The gains from LK are larger in Code and Math domains, where token distributions are more skewed and the benefits of TV-style focus are amplified.

LK-direct vs LK-hybrid Comparison

Training Phase KL LK-direct LK-hybrid
Early (random init) Stable convergence (\(\tau=2.10\)) Slow start (\(\tau=1.85\)) Stable (\(\tau=2.12\))
Late (well-trained) \(\tau=2.85\) \(\tau=3.10\) \(\tau=3.13\)

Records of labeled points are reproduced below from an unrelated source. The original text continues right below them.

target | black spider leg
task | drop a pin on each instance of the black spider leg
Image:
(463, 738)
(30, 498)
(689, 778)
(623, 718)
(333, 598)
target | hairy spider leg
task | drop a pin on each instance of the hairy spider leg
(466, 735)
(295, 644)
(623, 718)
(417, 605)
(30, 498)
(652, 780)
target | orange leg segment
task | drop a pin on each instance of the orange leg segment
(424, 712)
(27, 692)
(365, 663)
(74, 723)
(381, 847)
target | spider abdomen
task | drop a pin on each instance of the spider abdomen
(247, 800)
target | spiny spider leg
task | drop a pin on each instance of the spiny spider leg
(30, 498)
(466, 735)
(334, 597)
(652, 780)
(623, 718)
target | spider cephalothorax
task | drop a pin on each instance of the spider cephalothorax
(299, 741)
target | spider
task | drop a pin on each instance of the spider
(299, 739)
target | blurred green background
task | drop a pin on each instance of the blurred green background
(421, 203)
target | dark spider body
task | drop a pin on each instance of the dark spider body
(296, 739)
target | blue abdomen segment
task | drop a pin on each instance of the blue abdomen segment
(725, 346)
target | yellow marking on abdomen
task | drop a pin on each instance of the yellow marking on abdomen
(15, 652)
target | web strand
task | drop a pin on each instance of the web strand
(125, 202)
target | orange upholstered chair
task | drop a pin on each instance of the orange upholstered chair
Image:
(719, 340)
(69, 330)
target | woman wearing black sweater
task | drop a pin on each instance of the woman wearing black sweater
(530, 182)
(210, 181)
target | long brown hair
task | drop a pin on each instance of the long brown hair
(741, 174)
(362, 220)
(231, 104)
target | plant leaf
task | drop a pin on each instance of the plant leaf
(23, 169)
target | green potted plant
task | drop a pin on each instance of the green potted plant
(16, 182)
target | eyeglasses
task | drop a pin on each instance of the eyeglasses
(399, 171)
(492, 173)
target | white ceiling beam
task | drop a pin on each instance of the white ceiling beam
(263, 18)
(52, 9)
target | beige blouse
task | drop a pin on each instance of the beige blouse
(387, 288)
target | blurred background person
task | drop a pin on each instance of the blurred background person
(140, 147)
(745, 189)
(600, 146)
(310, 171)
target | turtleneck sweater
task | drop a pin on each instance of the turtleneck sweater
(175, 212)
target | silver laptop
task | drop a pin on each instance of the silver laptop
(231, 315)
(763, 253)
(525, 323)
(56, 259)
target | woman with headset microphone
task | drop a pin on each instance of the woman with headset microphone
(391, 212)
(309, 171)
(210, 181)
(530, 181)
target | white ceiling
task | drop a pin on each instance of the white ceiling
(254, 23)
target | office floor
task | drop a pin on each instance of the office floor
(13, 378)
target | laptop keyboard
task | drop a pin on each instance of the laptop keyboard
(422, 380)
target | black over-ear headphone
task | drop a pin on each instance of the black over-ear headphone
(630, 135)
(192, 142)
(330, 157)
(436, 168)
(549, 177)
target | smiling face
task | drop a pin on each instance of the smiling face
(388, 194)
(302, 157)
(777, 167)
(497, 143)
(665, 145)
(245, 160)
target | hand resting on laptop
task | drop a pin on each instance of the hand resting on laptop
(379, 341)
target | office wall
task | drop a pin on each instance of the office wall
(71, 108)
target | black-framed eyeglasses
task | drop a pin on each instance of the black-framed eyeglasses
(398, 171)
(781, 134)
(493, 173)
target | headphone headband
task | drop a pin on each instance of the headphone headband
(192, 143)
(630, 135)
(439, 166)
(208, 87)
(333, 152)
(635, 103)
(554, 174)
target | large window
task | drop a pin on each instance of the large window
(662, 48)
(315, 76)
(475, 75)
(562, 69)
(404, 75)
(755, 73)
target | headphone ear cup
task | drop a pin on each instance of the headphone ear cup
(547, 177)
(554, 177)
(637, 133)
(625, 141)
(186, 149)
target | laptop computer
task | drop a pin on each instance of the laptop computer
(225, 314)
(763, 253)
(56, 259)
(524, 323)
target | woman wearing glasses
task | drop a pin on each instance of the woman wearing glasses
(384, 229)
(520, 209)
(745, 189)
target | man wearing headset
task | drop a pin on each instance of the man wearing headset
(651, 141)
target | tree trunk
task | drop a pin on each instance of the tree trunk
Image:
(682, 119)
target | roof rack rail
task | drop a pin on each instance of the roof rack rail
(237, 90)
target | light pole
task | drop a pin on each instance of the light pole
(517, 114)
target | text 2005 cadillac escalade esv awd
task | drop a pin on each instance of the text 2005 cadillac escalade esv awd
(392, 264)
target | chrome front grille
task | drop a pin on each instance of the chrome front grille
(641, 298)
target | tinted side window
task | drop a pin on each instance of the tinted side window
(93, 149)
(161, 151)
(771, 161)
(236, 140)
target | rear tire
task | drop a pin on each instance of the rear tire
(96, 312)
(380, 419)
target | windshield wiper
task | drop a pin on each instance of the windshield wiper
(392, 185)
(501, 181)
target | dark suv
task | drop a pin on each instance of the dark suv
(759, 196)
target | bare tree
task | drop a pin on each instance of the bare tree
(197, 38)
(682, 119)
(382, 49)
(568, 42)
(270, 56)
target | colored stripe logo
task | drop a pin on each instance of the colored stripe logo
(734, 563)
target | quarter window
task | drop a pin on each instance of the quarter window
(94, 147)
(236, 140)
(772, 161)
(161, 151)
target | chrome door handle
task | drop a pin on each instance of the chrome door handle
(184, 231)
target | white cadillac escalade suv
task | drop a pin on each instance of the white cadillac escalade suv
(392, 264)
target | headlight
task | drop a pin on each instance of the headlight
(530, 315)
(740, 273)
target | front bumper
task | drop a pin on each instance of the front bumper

LK-direct converges slowly in the early stages due to weak gradient signals. LK-hybrid achieves the best results by combining early stability with late-stage refinement.

Key Findings

  • KL is indeed suboptimal for small draft models: The 8-10% acceptance rate improvement is stable across architectures, scales, and domains.
  • Longer \(K\) benefits more: As seq length increases, small improvements in per-step acceptance rate compound, leading to larger gaps between LK and KL.
  • Trust-region hybrid is the robust engineering choice: LK-hybrid solves the "cold start" problem of direct TV-style optimization.
  • Plug-and-play practical utility: Implementing the loss function requires minimal code changes and introduces no overhead.

Highlights & Insights

  • Identifying Objective-Proxy Mismatch: The observation that KL is a poor proxy for acceptance rate in capacity-constrained scenarios highlights a general issue in knowledge distillation (KD) that could apply beyond speculative decoding.
  • Trust-Region Philosophy: The LK-hybrid design acts as a general curriculum template for scenarios where the true objective has sparse gradients but a stable surrogate exists.
  • Theoretical Foundations: The work provides more than empirical results; the analysis of the gradient structure explains "why" selective investment in tokens is superior to uniform pressure.
  • Validation at 685B Scale: Significant improvements on DeepSeek-V3 demonstrate that the method scales to frontier-class models.

Limitations & Future Work

  • The \(w(t)\) switching schedule is currently handcrafted; an adaptive mechanism based on current KL/LK ratios might be more robust.
  • The effectiveness of LK on established pre-trained standalone draft models remains to be fully verified, given prior reports of TV performing poorly in such settings.
  • While acceptance rate improves, the precise end-to-end wall-clock speedup depends on the specific verifier overhead.
  • Future work could explore more aggressive objectives, such as directly maximizing end-to-end throughput.
  • vs DistillSpec: While DistillSpec explored TV on pre-trained external drafts with mixed results, this work demonstrates stability and success on native, randomly initialized draft modules.
  • vs MEDUSA / EAGLE / MTP: These existing frameworks use KL. Switching to LK provides an immediate, architecture-agnostic performance boost.
  • Insight: In any KD scenario, KL should not be the default assumption; the choice of loss should align with the mathematical metric used for downstream evaluation.

Rating

  • Novelty: ⭐⭐⭐⭐ While the concept of TV optimization exists (e.g., DistillSpec), the clarification of the "native vs. pre-trained" setting and the introduction of LK-hybrid are significant.
  • Experimental Thoroughness: ⭐⭐⭐⭐⭐ Comprehensive coverage across 4 architectures, 6 models, and 3 domains, supported by theoretical gradient analysis.
  • Writing Quality: ⭐⭐⭐⭐⭐ Clear pedagogical examples (e.g., Gaussian toy models) and precise mathematical analysis.
  • Value: ⭐⭐⭐⭐⭐ Speculative decoding is a primary LLM acceleration method; an 8-10% acceptance rate boost with zero overhead is a high-value contribution.